Stone veneer products made from naturally occurring stone materials such as limestone, marble, granite and the like, have long been used in the construction industry for decorative purposes because of their inherent beauty. However, natural stone veneer products are difficult to make and are expensive due to high production losses as a result of breakage and high handling costs.
Because stone veneer products are typically applied to inside and/or outside wall surfaces, the weight of the stone product is a major concern. Typically, individual limestone veneer products weigh about 15 pounds per square foot. Therefore, it would be desirable to provide a lighter stone veneer product which is of a weight that can be easily handled without breaking. Also, it is desirable to provide as little thickness of stone material as possible so as to reduce costs and extend the supply of natural stone material.
It is therefore an object of the present invention to provide an improved method and apparatus for manufacturing stone veneer products.
It is a further object of the present invention to provide such a method and apparatus which permits manufacturing stone veneer products that are relatively thin so that the weight of each veneer product can be reduced.
It is yet another object of the present invention to provide such a method and apparatus which is faster, more efficient, less expensive, higher in yield and less wasteful than prior production methods.

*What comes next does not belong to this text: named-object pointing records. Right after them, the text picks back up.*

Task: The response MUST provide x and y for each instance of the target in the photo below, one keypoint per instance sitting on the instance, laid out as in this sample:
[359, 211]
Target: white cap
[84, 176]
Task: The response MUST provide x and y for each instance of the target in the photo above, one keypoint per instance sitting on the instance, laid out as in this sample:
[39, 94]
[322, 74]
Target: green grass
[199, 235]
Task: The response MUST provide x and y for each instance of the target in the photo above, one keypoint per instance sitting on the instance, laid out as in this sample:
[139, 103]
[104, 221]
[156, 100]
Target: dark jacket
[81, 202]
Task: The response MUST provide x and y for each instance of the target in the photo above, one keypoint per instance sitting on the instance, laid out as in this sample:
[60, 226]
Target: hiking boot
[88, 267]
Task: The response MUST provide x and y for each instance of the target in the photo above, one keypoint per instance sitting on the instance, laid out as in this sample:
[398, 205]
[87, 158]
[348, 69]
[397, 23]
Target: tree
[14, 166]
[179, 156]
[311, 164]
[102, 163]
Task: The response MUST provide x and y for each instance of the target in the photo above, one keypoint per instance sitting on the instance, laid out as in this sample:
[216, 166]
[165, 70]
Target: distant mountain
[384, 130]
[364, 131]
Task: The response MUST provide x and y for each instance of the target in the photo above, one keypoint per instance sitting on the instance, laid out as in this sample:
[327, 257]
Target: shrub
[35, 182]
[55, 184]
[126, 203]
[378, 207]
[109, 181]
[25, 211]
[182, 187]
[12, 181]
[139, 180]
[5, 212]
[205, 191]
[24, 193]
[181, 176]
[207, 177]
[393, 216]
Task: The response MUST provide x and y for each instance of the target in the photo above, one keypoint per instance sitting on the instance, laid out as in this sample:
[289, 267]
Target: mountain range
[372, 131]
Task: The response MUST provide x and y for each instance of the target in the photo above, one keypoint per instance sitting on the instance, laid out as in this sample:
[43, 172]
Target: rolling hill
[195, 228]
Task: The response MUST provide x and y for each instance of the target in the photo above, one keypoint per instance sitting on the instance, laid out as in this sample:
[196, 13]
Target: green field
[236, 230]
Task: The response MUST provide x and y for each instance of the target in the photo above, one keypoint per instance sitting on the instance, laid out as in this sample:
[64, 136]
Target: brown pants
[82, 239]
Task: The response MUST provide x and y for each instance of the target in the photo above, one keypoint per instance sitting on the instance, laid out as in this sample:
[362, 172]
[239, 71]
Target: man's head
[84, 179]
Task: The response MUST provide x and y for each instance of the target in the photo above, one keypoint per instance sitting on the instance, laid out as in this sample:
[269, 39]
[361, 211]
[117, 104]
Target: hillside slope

In order to accomplish the above objects, the present invention provides a method of cutting a natural stone to make a stone veneer product. The method includes the steps of conveying a stone to be cut at a desired speed along a cutting path, and cutting through the stone to form a pair of stone veneer products. The step of cutting through the stone comprises making a plurality of sequential cuts in the stone with each subsequent cut being deeper than the previous cut as the stone moves downstream along the cutting path until the stone is cut completely through to form the pair of stone veneer products. Preferably, the stone is cut completely through in three steps, i.e. cutting to a first depth which is approximately one-third through the stone, thereafter cutting to a second depth which is approximately two-thirds through the stone, and finally cutting to a third depth which is completely through the stone. In one particularly preferred embodiment, the method includes the additional step of controlling the desired speed of the stone as it moves downstream along the cutting path as a function of resistance of the stone to cutting. Controlling the speed of the stone is accomplished by sensing the resistance of the stone to cutting, comparing the sensed resistance to a predetermined resistance value, and reducing the speed of the stone along the cutting path if the resistance to cutting exceeds the predetermined value.

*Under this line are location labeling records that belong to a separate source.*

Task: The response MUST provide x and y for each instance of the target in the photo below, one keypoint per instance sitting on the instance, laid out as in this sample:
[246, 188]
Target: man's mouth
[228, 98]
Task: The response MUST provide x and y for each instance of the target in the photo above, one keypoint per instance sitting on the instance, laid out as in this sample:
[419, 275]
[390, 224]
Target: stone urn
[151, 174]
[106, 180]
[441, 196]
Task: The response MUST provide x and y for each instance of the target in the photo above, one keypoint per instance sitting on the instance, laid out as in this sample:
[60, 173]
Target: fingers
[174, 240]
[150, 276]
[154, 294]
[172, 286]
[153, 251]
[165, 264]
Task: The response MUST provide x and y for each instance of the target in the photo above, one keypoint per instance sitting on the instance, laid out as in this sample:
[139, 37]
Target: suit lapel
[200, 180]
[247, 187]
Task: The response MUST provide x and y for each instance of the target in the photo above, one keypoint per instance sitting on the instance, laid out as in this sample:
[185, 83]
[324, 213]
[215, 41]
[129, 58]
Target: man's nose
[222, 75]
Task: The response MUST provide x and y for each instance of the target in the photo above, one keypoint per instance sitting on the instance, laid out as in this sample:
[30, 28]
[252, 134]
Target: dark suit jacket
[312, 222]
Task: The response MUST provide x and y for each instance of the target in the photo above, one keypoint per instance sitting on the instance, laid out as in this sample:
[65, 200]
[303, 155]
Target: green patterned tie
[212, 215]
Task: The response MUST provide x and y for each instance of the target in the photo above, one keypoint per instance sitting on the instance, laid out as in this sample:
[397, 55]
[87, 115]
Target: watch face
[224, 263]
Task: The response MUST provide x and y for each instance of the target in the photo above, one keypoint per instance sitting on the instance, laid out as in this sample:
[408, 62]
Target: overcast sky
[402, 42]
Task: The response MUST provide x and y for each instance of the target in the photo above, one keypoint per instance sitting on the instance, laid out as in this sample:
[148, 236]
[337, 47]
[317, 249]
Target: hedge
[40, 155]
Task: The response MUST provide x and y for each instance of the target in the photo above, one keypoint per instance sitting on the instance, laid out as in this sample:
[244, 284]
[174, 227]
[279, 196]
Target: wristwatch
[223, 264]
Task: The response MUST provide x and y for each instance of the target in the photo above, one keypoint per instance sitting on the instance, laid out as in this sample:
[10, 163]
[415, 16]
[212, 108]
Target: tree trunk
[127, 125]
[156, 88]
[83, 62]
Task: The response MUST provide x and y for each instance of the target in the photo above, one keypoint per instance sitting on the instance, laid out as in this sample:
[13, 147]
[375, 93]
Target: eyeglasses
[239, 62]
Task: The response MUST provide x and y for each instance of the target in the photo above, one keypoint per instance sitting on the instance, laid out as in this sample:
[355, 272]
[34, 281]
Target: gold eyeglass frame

It is also desirable to provide an apparatus for cutting the stone to make a pair of stone veneer products. The apparatus includes a conveyor for conveying a stone to be cut at a desired speed along a cutting path, a clamp for clamping the stone in a desired position on the conveyor, and a plurality of aligned saws for cutting through the stone to form a pair of stone veneer products. The saws are positioned to make a plurality of sequential cuts in the stone with each subsequent cut being deeper than the previous cut as the stone moves downstream until the stone is cut completely through. Preferably, a first saw cuts approximately one-third through the stone, a second saw cuts approximately two-thirds through the stone and a third saw cuts completely through the stone.
The apparatus preferable further includes control means for controlling the desired speed of the stone as a function of resistance of the stone to being cut. The control means includes sensing means for sensing the resistance of the stone to being cut, comparator means for comparing the sensed resistance to a predetermined resistance value, and speed reduction means for reducing the speed of the stone along the cutting path if the resistance to cutting exceeds the predetermined value. Preferably, each saw is driven by an electric motor and the sensing means senses amperage of at least one of the electric motors. If the amperage sensed exceeds a predetermined value, the control means slows the conveyor so that the saws more efficiency cut through the stone.

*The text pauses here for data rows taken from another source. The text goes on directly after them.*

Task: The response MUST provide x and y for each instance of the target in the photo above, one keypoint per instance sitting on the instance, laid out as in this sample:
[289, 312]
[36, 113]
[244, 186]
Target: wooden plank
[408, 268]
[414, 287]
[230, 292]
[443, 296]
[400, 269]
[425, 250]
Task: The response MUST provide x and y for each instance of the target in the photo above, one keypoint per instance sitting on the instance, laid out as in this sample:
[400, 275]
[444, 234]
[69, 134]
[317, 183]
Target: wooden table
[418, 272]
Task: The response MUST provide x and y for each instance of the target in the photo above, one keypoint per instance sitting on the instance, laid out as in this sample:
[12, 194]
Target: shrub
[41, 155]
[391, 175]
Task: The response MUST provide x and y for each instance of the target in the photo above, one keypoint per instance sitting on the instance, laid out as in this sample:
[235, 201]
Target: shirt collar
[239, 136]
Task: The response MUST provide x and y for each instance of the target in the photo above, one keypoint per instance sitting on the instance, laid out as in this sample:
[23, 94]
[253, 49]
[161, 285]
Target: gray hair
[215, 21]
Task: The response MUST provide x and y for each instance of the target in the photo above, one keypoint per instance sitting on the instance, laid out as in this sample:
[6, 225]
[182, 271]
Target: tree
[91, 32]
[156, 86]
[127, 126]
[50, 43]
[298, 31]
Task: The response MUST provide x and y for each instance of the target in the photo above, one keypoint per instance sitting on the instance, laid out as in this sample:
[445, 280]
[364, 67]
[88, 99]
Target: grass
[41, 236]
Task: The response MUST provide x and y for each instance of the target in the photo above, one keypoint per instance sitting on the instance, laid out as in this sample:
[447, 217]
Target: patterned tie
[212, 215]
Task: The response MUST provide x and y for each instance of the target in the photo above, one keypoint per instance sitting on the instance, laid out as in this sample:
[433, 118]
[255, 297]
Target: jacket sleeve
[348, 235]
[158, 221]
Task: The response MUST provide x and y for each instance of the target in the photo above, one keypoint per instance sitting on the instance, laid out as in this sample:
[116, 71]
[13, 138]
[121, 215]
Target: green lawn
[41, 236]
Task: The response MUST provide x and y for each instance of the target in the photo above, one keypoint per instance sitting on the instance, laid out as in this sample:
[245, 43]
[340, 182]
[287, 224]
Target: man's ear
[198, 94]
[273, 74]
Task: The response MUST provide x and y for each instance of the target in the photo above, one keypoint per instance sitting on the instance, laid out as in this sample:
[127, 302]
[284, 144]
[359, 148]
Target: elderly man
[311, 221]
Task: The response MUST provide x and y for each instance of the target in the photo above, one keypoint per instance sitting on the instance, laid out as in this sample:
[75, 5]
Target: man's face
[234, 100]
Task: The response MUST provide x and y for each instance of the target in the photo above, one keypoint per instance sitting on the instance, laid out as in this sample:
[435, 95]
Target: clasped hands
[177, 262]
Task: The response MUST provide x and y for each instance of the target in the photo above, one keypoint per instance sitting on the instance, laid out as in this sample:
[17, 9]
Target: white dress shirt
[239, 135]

In a particularly preferred embodiment, the apparatus includes a trolley on the conveyor for receiving an individual stone workpiece, and a clamp which includes a pair of jaws integral with the trolley. One of the jaws is preferably stationary and thus functions as a reference datum for properly locating the stone to be cut with respect to the saws. The other jaw is preferably moved in a direction which is transverse to the cutting path to hold the natural stone workpiece in the proper position. The means for moving this jaw preferably comprises a screw member and a ball joint interconnecting the screw member and the jaw. Each jaw also preferably includes a clamping face, such as a rubber lining, which is adapted to substantially conform to the textured surface of the stone workpiece. In this manner, the stone workpiece can be securely clamped in the proper position for being cut by the saws.